The recent near-demise of a Florida resident who plowed into the back of a pickup truck and who was charged with driving while shaving, may have nothing to do with the title of this piece. Not directly anyway but double first cousins are a fairly recent anthropological construct that has not yet entered the literature of that august science and thus warrants some explanation.
Of course, dear reader, you are not impressed by an introductory statement on driving while shaving, as you personally know people who have crashed while applying makeup, texting and the like. However, it will be a cold day in hell before you meet Joe Black or anyone who drives while shaving their pubic region. That would be Megan Baines, she of the freshly minted DUI and doubly-suspended license from the day before. I speculate here that if you are caught driving on a suspended license, you get arrested, not another period of suspension. But I may be wrong. None of this, of course, brings you any closer to an understanding of that hitherto-unknown anthropological gem, the double first cousin.

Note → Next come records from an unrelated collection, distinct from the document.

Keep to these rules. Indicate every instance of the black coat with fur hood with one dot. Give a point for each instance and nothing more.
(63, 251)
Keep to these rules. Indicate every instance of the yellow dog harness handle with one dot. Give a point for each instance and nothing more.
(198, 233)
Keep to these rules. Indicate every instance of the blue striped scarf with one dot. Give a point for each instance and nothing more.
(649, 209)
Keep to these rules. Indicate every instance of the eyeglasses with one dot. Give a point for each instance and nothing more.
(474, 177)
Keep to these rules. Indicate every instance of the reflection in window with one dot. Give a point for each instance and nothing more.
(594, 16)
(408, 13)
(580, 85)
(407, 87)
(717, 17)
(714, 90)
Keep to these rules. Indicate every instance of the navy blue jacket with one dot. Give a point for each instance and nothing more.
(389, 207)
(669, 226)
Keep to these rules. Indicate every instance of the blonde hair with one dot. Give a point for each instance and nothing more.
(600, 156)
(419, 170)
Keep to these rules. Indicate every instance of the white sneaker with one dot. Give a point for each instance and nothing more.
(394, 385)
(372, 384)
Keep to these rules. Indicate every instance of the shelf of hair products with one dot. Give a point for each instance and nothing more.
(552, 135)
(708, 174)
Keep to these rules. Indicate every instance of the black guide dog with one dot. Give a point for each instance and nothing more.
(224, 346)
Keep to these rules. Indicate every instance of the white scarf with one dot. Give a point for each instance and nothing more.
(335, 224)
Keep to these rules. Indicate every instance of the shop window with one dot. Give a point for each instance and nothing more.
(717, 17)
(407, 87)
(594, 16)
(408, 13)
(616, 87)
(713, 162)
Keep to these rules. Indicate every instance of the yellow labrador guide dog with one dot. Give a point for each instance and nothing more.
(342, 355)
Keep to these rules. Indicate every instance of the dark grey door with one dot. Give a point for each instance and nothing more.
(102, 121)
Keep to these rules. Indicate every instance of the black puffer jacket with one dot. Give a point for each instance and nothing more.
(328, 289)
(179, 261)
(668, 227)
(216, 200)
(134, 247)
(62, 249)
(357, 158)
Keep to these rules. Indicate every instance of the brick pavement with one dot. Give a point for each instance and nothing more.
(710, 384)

Ms Baines had been intent on looking her best for a date, so en-route, she asked her ex husband Leroy Leroy to steer while she shaved. Contrary to popular belief, Leroy Leroy could still be distracted by his ex-wife's deft clutch work, ergo the crash. You are wondering why Ms Baines was going on a date with her ex-husband. You know little of southern customs don't you?

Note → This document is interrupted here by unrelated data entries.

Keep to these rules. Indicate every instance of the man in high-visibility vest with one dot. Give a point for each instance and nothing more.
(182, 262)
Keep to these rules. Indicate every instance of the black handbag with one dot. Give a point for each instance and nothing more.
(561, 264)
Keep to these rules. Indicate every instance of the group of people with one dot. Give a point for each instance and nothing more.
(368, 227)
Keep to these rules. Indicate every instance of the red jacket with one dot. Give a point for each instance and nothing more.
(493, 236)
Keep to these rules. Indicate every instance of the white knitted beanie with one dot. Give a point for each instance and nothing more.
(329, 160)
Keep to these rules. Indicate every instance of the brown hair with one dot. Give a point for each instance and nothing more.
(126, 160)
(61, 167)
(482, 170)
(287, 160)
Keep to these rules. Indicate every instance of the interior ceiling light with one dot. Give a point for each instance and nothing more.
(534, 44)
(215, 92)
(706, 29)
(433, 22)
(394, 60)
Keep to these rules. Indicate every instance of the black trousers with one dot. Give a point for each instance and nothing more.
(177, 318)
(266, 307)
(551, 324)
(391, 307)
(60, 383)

Truth be told, Ms Baines is a family-oriented person and may have decided to catch up on the latest family gossip with her first cousin. A long trip, little to do, no more gossip. Why not a shave? Those of you who live in the northern part of the country may find this as quaint as sweet tea but unless you're willing to list the benefits of ice fishing, I would suggest you park the pomposity. And were you thinking of making reference to the southern sport of alligator hunting, I would respond that it's them or us. And I'd rather it be them.

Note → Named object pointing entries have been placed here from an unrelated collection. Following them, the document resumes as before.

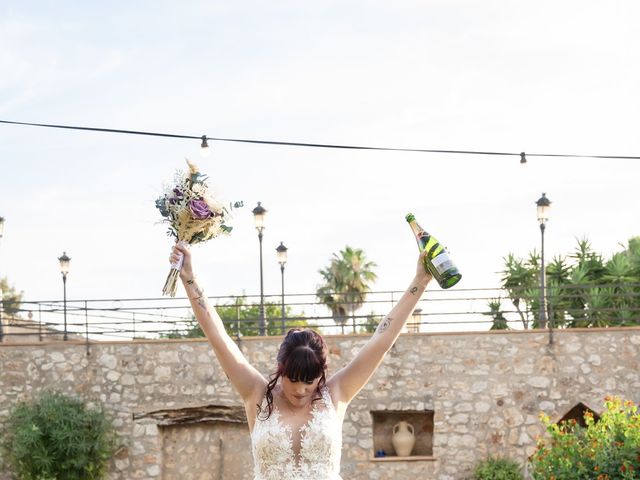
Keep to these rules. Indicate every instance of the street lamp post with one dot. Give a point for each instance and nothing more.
(258, 216)
(64, 269)
(1, 293)
(544, 205)
(282, 259)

The sport of alligator hunting predates baseball, soccer and basketball by at least a century and dates back three hundred years to the time of the arrival of French settlers in what is now known as Louisiana. Many historians believe Louisiana was named after the French king Louis the Headless in stark contrast to local legend. What really happened is a tale for the ages. It appears that a small flotilla of French vessels had landed at the mouth of the Mississippi river, dropped off some sailors and sailed up river. The admiral soon came to realize that this huge river had no end in sight and decided to turn around to pick up his men before continuing further.
Late that night the ship returned to the mouth of the river and the admiral hailed his men on the shore. Anticipating their admiral's curiosity, a number of the men, led by one Lieutenant Louis, had made off into the hinterland to locate natives who they thought may have been able to guide them. True enough, the admiral's first words to his men were “Where are we?” The response “Louis an a” was cut short by an alligator who swallowed the speaker. A hunt for the alligator ensued, giving rise to an exciting sport and the name of a great state.
I will not bore you with the genealogy of the Baines family. Suffice it to say, double first cousins come about when the groom marries the daughter of his uncle and aunt and his uncle is his father's brother and his aunt is his mother's sister. If your head is no longer spinning, rest assured I have it on the highest authority that such a thing has been known to happen from time to time. Ask Ms Baines.